RECO C3 Quick Reference
Compact RECO Course 3: Additional Residential Real Estate Transactions (Real Estate Council of Ontario) quick reference for key terms, formulas, checks, and practice decisions.
Quick reference scope
Use this page as a compact reference while practising RECO C3. It is not official RECO material. It is a short checklist for special fact, disclosure, document status, amendment, condition, client instruction, and broker escalation.
RECO means Real Estate Council of Ontario.
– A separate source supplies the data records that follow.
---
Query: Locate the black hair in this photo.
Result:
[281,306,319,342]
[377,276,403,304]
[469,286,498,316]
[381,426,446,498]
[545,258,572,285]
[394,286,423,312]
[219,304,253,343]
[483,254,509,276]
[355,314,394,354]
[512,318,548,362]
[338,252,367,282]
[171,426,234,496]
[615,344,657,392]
This page is for Ontario Real Estate Course 3: Additional Residential Real Estate Transactions.
Core decision filter
| Step | Ask |
|---|---|
| Identify | What exact topic, role, document, product, property, or transaction is being tested? |
| Classify | Is this a rule, calculation, suitability, disclosure, coverage, conduct, process, or timing question? |
| Apply | Which fact in the stem changes the answer? |
| Defend | Can I explain why the best answer is stronger than the distractor? |
Topic reference
| Topic | Quick check |
|---|---|
| Condominium Residential Transactions and Condo Due Diligence | State the decision rule, then test it with one short practice set. |
| New Construction, Builder Sales, Pre-Construction, and Warranty Awareness | State the decision rule, then test it with one short practice set. |
| Rural Properties, Land, Services, Environmental Concerns, and Specialized Due Diligence | State the decision rule, then test it with one short practice set. |
| Multi-Unit Residential Dwellings, Income Property, and Tenant-Occupied Transactions | State the decision rule, then test it with one short practice set. |
| Residential Leasing, Lease Documentation, and Integrated Specialized Residential Compliance | State the decision rule, then test it with one short practice set. |
Before a timed set
- Review the last five missed explanations.
- Check the official route if you are unsure which exam or course applies.
- Start with a focused drill if one topic is still weak.
- Use timed mixed practice after topic mistakes become less frequent.